Feeling stronger, I then drove down to the coast when they returned home, and visited an old girlfriend E, met her adorable little grand-daughter who is a delight ... a sweet-natured and beautiful toddler, and got to meet her son again, as an adult :-) I have to say that he is very nice eye candy these days. Eeeeeuwwww, that is SO wrong on so many levels. It was lovely to chill, chat, gossip and drink gallons of tea. She showed me a photo of Cliff and I that she has had pinned to her bedroom wall since Cliff died, and I couldn't stop my eyes wandering back to it. It shocked me so much - how much we had aged, and how much my beautiful Baba had aged over the past couple of years. Because I was with him every day it wasn't noticeable to me ... but it saddened me intensely, and I quickly became very aware of the presence of my worst demon rearing its ugly head, priming me for a good session of "WTF didn't I notice. WTF didn't I send him for a private health check.
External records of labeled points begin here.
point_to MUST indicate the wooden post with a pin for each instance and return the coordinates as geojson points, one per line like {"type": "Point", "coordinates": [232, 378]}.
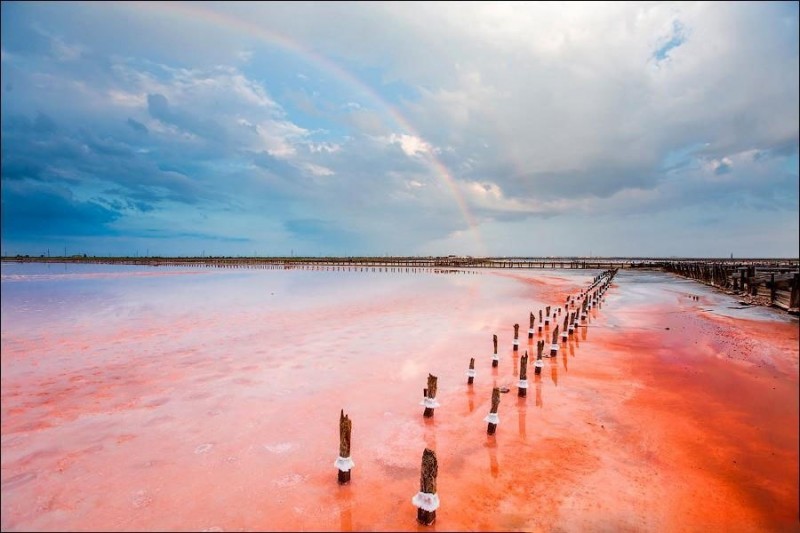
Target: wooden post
{"type": "Point", "coordinates": [772, 288]}
{"type": "Point", "coordinates": [492, 417]}
{"type": "Point", "coordinates": [539, 363]}
{"type": "Point", "coordinates": [430, 397]}
{"type": "Point", "coordinates": [344, 463]}
{"type": "Point", "coordinates": [426, 500]}
{"type": "Point", "coordinates": [516, 337]}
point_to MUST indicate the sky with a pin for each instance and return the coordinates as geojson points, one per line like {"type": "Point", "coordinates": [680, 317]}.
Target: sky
{"type": "Point", "coordinates": [652, 129]}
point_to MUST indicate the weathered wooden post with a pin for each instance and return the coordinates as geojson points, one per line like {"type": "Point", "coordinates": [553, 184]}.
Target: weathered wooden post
{"type": "Point", "coordinates": [492, 417]}
{"type": "Point", "coordinates": [344, 463]}
{"type": "Point", "coordinates": [516, 337]}
{"type": "Point", "coordinates": [426, 500]}
{"type": "Point", "coordinates": [554, 344]}
{"type": "Point", "coordinates": [429, 401]}
{"type": "Point", "coordinates": [772, 287]}
{"type": "Point", "coordinates": [537, 366]}
{"type": "Point", "coordinates": [530, 328]}
{"type": "Point", "coordinates": [522, 386]}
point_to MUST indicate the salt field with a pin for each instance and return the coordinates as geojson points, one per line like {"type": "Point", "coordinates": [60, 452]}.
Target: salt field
{"type": "Point", "coordinates": [203, 399]}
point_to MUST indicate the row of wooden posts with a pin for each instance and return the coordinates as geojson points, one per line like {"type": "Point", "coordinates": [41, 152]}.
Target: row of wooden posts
{"type": "Point", "coordinates": [427, 499]}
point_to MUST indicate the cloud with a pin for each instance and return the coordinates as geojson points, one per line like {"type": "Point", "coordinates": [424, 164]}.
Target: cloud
{"type": "Point", "coordinates": [538, 112]}
{"type": "Point", "coordinates": [45, 211]}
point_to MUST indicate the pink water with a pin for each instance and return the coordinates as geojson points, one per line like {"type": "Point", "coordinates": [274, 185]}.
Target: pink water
{"type": "Point", "coordinates": [140, 398]}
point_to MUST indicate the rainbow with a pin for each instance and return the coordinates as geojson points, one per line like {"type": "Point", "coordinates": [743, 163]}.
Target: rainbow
{"type": "Point", "coordinates": [270, 37]}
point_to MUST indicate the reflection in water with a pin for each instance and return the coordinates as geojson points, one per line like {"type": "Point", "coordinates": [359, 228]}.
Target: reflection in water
{"type": "Point", "coordinates": [344, 498]}
{"type": "Point", "coordinates": [538, 390]}
{"type": "Point", "coordinates": [471, 399]}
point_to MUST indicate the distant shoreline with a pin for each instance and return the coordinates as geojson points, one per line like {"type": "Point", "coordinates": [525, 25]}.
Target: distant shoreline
{"type": "Point", "coordinates": [757, 281]}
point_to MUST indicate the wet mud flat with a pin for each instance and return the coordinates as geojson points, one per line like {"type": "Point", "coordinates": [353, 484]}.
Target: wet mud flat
{"type": "Point", "coordinates": [210, 400]}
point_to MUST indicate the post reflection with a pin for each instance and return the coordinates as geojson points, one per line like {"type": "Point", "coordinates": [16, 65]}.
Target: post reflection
{"type": "Point", "coordinates": [494, 466]}
{"type": "Point", "coordinates": [538, 381]}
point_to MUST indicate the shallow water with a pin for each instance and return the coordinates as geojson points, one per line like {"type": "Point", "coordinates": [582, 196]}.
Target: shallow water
{"type": "Point", "coordinates": [174, 398]}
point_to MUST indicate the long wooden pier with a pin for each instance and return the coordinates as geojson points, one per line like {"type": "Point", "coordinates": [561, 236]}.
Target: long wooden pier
{"type": "Point", "coordinates": [773, 281]}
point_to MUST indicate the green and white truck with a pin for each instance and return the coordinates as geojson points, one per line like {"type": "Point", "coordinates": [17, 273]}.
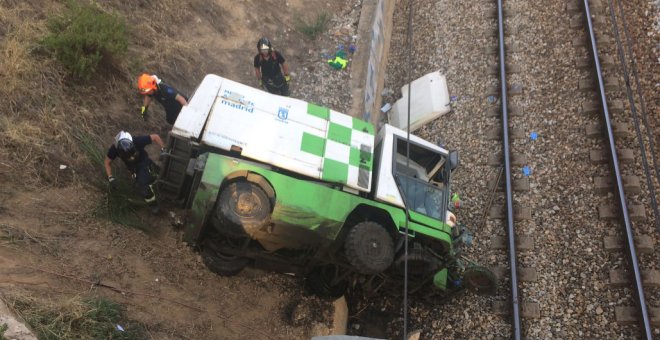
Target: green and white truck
{"type": "Point", "coordinates": [281, 183]}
MEA CULPA, MEA CULPA, MEA CULPA". I started to retreat into myself, feeling the tears and guilt rising, and as if by magic, E reappeared back into the room, shoving a jar of homemade damson jar into my wringing hands :-) Then, saved by the bell yet again ... I had set the alarm on my cellphone to remind me to leave for a family barbecue ... I knew that time would fly when we started chatting!
And moved onto Dad's and Jenny's to pick them up along with Cliff's older sister Jean, who is over visiting from Holland for a couple of weeks, en route to John and Sharon's for a yummy barbecue, complemented by the comfortable and contented way that I can wrap myself up in his family. I felt a huge sense of relief at seeing Dad, especially after his being diagnosed with skin cancer only a few days ago. He has to be alright. I cannot contemplate any other option and will not. It was really lovely just to be with them all and I only struggled once ... when an old Frampton song came on the radio ... http://www.youtube.com/watch?v=BmjFk7i4hyg and I almost asked John to turn it off, but knew if I opened my mouth I'd sob, then the pain turned into a small smile, memories and I found myself singing the chorus with John, albeit quietly. But still. Oh I wish I could sing it to him again, sing it along with him, sitting on his lap, comfortably fitting under his chin and arm in that old familiar way.
After that I kept drifting off, and smiling at open space ... and in my mind's eye, I could see him clear as day, looking at me the way he did, the brilliant blue of his eyes, the smarmy grin he'd grace me with, and at one point, him, winking at me across everyone. Only you.